In her daily duties, Jacklines’ prayer has always been not to handle cases of young children.

“It pains me when I see lifeless bodies of young children being brought to the mortuary, I feel the pain of a young life cut short.”

She is, however, addicted to her work to the extent that she feels bad if a dead body is not brought to the mortuary.

“I feel bad if I don’t see a dead body because I earn my daily bread from that.”

She says that she will handle bodies until she is old enough to retire since she has been able to cater for her young family and initiate some projects including buying a piece of land through the job.

It is generally believed that one must be a drug addict to handle bodies but Jackline is as sober as a judge. She instead says it’s the passion for her work that drives her knowing that at one time she will also die.

“People should not fear the dead knowing that at one time they will also die”.

She says treating mutilated and decomposed bodies  has been one of the greatest challenges in her career.

MS Masinde says that people should not fear the dead since everyone will one time die.

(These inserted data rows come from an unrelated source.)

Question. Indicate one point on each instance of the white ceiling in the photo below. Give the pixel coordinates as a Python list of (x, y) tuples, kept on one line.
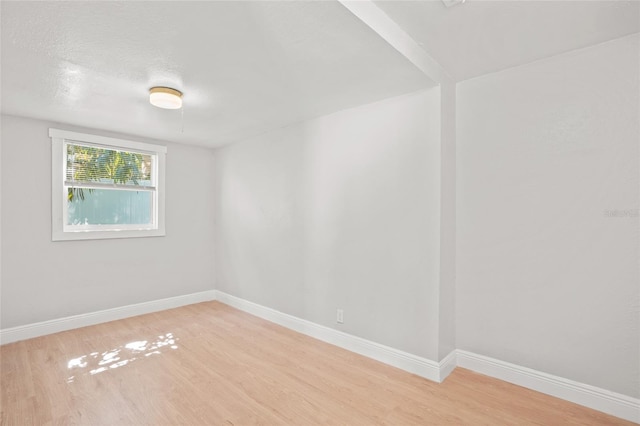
[(247, 67), (480, 36), (244, 67)]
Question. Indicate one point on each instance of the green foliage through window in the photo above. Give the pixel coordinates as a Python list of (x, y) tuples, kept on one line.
[(93, 164)]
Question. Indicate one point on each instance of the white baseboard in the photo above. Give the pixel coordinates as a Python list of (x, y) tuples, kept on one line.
[(29, 331), (412, 363), (616, 404)]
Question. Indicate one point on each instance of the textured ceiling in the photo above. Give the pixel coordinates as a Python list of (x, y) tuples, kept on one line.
[(248, 67), (244, 67), (482, 36)]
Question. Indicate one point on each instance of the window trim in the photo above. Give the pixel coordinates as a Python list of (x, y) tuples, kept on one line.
[(59, 230)]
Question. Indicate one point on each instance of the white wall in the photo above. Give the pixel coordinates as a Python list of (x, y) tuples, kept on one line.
[(44, 280), (339, 212), (545, 279)]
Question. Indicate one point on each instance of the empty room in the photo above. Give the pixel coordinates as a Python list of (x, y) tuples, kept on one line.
[(320, 212)]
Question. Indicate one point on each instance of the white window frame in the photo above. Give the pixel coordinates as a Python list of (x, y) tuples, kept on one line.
[(60, 230)]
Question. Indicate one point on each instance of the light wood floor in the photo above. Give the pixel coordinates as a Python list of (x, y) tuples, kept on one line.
[(211, 364)]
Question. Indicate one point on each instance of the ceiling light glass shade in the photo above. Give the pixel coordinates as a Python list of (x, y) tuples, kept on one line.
[(165, 97)]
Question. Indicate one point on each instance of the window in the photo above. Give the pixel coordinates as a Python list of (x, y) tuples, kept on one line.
[(105, 188)]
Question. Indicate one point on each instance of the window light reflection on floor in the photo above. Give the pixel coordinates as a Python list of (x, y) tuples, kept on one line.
[(121, 356)]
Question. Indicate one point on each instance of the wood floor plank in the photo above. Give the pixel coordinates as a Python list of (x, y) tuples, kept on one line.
[(211, 364)]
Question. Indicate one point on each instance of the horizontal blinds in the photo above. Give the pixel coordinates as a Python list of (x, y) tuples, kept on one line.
[(107, 168)]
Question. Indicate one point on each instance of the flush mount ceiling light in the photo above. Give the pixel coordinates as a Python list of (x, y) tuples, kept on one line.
[(165, 97), (450, 3)]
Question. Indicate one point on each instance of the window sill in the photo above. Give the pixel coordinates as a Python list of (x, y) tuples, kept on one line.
[(106, 235)]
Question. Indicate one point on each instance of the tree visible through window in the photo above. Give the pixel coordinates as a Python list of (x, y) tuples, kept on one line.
[(107, 187)]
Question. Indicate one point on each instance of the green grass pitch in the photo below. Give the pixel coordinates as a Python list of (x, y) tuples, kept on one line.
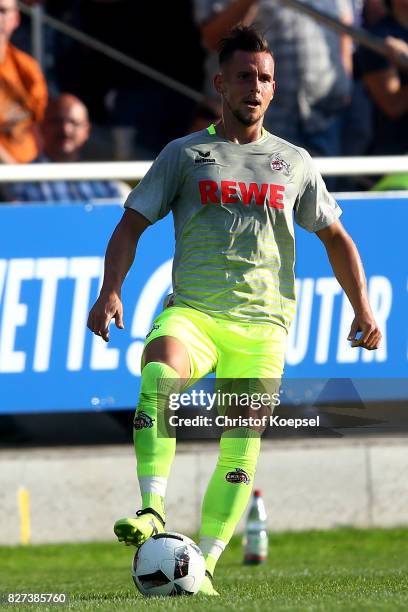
[(344, 569)]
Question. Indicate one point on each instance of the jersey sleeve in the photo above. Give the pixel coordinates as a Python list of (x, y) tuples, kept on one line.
[(315, 208), (153, 196)]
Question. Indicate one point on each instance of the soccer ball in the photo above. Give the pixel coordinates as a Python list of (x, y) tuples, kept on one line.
[(168, 564)]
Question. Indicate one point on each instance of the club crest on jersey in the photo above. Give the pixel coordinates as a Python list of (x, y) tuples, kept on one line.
[(153, 329), (203, 157), (278, 164), (142, 420), (237, 477)]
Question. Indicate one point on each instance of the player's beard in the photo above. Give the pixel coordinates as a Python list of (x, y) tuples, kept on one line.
[(242, 117)]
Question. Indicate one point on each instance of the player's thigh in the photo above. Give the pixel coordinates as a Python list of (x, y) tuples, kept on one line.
[(251, 351), (249, 369), (180, 338)]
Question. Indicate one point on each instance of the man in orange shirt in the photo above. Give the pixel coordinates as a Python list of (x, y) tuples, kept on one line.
[(23, 93)]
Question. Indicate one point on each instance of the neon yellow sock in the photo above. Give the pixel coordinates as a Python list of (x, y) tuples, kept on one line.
[(154, 449), (228, 491)]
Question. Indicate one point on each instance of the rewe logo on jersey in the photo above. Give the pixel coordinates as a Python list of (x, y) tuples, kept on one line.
[(233, 192)]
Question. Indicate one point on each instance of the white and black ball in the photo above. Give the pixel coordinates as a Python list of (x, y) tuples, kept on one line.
[(168, 564)]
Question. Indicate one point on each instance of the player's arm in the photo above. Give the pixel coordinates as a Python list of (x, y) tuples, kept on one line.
[(119, 257), (348, 269)]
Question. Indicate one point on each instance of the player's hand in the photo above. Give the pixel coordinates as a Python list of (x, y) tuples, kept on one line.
[(108, 306), (368, 330)]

Her career is similar to that of Kenya’s Grace Kisira who is believed to be among the country’s long serving female morgue attendants.

Ms Kisira took up the job in early 2008 at the City Mortuary.

The job has been the preserve of men but an increasing number of women  are embracing it.

In 2011, Ms Kisira was joined by three other women who also worked as morgue attendants at the City Mortuary.

The mortuary attendant’s job was not Ms Kisira’s first experience in handling the dead. She had worked at Lang’ata cemetery where she helped with digging graves and burying the dead.

The job entails: washing, treating and helping in the disposal of unclaimed bodies.